When it comes to Packet Brokers, features such as port mapping and basic filtering are standard. Advanced features such as packet slicing, packet manipulation and various methods of load balancing, are often offered as discreet modules or annual licenses. Vendors, therefore, offer options to add-on advanced features by offering firmware modules and software licenses. This “scale up” approach allows the customer to purchase a stripped down feature set to keep the initial CAPEX low and add advanced features later as network complexity grows. This maintains a constant revenue and loyalty stream for vendors. Unfortunately, it can have the customer paying a lifetime of license fees for a one-time purchase. It may be helpful with CAPEX, but overtime this approach can put a strain on OPEX as ongoing fees pile up.
The “Scale-Out” approach literally tackles this problem by looking at advanced features as inherently valuable to the core product. For example, Packet Brokers built around the “scale out” principle include load balancing to help spread incoming traffic as new faster links are added. They include packet manipulation to help organizations deal with new privacy rules (such as GDPR) that require packet data payloads be masked. And they offer packet slicing to help increase the performance of monitoring and security tools. When needed these sorts of advanced features can be leveraged at will without ongoing licensing costs or additional modules.
Management of the Rules, Filters and Maps
If you’re responsible for planning, writing, testing and deploying a new set of filter rules and port maps for an entire network system at each growth phase, you understand the massive amount of work it requires, and the challenges associated with the “scale up” approach.

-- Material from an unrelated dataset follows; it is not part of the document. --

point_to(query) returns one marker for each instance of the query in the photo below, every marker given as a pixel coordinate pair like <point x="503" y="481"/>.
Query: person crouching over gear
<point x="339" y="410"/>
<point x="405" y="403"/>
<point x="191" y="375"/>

Writing filter maps so the right information is passed to the right tool can be a very complex operation with hierarchical filtering systems. Furthermore, assigning ports to links and tools can also be very time consuming and error prone. While most vendors have the same operation and management systems, which are used when new units are deployed and decommissioned, it still requires a tremendous amount of time to transition from one model to the next. The net result: any sort of change often hurts when the underlying hardware is swapped out.
Packet Brokers that scale out eliminate the need to swap hardware, which can have a monumental impact on NetOps. All of a sudden, you can add and deploy new filter rules and port maps ad-hoc as needed, with no impact on existing rules and system operations. Deployment programing no longer starts from scratch with each growth phase. Simply by adding a hardware extension module to an existing system, network managers only need to map and apply filters to the new links. And these “scale out” solutions often have management software that automates provisioning by leveraging sophisticated computational engines that do the hard math in the background. Filter rules become independent rather than hierarchical. This added software saves time, money, and makes incremental changes easy.
As networks continue to become more and more complex, it has never been more important for the underlying infrastructure to adapt as well. Traditional approaches to Packet Broker solutions are quickly proving unsustainable when dealing with the traffic increases driven by IoT, SDN and more. As you look to scale your network to meet these modern-day requirements, consider looking at new “scale out” visibility solutions designed to simplify your NetOps world.